Seems like Kenny Mann posted a while back that he worked on computers.


----------



## DarthYoda (Nov 3, 2007)

Computers are all I do, I will look at it for nothing more then a beer or six.


----------



## Splittine (Nov 24, 2007)

Quit downloading all those dirty pics and nasty movies and it wont slow up your computer. Hell just buy a new one.


----------



## choppedliver (Apr 4, 2009)

> *fisheye48 (4/13/2009)*looking for somebody that has a reasonable rate to look at my computer...just need them to do through and see what is wrong with it if anything...running slower now...anyone have any suggestions? need a fast turn around time becasue this is my work computer


Windows , Im assuming. Here is a free tip. Backup your important files and install windows from scratch. Windows works great as long as you have nothing installed! Ok that is kind of a joke, but not completely. The more stuff you have installed, the more patches, programs, etc, the slower it runs. I reinstall mine about once a year. 

Also make sure you dont have a bunch of crap running on startup. Most people have way too much stuff running on startup and dont even realize it. Check the bar to the lower right. That will show you most of it, but not all. A trip to the registry will show you everything but if you are not sure what you are doing, let someone else do it who is. You would be amazed what is in there...acrobat helper, adobe updater, google chrome updater, adobe gamma loader, graphics card control centers, bla bla bla the list goes on and on.

Also, see how much memory you have, then see how much your mother board will support. MEMORY IS CHEAP.


----------



## fisheye48 (Sep 28, 2007)

> *SplitTine (4/23/2009)*Quit downloading all those dirty pics and nasty movies and it wont slow up your computer. Hell just buy a new one.

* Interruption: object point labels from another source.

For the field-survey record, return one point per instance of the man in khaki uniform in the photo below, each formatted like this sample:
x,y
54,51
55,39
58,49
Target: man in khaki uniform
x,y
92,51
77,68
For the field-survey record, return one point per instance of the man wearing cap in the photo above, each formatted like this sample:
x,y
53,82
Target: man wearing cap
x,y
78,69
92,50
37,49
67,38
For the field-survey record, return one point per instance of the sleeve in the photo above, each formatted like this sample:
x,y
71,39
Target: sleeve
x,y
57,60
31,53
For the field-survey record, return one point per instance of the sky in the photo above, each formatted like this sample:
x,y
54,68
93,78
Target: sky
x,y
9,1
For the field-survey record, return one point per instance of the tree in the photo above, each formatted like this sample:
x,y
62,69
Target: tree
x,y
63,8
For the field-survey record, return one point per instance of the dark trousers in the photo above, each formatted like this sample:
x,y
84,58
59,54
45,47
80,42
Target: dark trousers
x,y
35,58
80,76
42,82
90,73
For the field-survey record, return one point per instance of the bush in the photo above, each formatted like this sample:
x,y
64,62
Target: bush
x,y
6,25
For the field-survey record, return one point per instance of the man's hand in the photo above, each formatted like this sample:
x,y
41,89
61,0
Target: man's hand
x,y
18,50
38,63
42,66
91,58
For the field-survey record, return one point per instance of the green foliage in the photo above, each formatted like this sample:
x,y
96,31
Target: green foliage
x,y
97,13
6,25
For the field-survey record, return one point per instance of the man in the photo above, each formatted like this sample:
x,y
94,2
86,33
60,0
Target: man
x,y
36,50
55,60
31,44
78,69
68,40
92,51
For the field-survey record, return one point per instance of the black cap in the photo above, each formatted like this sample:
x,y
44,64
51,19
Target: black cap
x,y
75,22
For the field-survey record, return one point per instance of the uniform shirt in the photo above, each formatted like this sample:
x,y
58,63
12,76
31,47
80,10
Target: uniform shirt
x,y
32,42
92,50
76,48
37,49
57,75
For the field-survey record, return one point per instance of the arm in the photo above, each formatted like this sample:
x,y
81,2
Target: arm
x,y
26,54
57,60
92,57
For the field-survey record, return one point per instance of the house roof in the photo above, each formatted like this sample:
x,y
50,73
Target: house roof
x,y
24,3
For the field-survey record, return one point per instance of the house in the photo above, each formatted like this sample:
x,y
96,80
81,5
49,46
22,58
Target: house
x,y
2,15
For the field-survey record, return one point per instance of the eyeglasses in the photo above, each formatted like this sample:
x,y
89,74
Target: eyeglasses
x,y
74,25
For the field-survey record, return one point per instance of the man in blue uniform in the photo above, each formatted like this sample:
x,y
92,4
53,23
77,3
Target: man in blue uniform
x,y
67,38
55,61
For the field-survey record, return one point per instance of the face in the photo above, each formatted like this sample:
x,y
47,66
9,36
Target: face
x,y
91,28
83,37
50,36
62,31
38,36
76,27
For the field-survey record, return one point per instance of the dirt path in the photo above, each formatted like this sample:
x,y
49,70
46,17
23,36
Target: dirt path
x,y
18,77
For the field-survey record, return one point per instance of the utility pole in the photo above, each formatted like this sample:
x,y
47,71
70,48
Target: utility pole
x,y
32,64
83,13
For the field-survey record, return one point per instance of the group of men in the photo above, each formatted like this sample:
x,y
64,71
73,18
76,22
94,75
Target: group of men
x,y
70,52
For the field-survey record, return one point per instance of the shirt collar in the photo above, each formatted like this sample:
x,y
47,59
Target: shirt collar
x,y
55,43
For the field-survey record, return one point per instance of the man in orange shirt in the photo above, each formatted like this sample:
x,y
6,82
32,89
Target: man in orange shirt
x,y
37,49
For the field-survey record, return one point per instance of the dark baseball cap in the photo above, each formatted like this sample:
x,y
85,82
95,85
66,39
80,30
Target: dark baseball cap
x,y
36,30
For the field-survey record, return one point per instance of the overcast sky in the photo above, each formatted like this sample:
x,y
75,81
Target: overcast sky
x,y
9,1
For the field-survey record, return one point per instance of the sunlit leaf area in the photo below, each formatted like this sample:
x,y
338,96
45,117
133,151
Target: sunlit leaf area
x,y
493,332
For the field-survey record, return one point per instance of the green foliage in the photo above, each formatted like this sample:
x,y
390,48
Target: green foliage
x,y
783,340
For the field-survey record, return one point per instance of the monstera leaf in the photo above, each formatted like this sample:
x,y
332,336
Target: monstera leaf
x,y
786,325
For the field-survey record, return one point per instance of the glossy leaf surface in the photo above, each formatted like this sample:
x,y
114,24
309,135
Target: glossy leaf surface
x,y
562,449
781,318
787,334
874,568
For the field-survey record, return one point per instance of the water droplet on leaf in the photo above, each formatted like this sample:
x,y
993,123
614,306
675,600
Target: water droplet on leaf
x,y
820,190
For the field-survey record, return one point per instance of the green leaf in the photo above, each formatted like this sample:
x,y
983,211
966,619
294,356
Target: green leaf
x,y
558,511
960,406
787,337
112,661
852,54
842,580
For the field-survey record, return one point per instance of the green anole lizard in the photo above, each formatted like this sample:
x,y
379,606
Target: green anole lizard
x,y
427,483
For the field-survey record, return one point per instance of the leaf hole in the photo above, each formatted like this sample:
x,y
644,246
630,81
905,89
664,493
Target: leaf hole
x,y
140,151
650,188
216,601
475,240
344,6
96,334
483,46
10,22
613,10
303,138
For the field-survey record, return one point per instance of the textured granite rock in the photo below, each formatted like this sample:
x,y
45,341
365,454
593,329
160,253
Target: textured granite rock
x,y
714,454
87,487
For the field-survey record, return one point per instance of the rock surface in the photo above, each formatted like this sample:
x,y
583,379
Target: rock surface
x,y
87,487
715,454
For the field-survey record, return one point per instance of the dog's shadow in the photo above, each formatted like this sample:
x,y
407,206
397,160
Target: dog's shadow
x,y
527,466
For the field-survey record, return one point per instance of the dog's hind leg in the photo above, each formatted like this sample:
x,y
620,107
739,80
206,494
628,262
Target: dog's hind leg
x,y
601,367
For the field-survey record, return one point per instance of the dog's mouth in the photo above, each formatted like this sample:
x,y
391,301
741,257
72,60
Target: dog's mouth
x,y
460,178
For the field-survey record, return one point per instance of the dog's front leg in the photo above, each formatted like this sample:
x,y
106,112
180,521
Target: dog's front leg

well quit emailing them to me!! :doh


----------



## Razorback124 (Apr 28, 2009)

Same here, I work on computers all day long. If anyone needs help I'll definitely take a look at it.. 



I agree that the best thing to get even the oldest computer like new again is to backup all your files and start from scratch. think of it just like giving your car a righteous tune-up. It will run faster than ever, and dont worry about your programs, most of them can be downloaded back again. 



If you work on the computer, it can save you so much time in the long run to start from scratch. 





I'll look at your computer for a sixer. shouldnt take too long to fix.


----------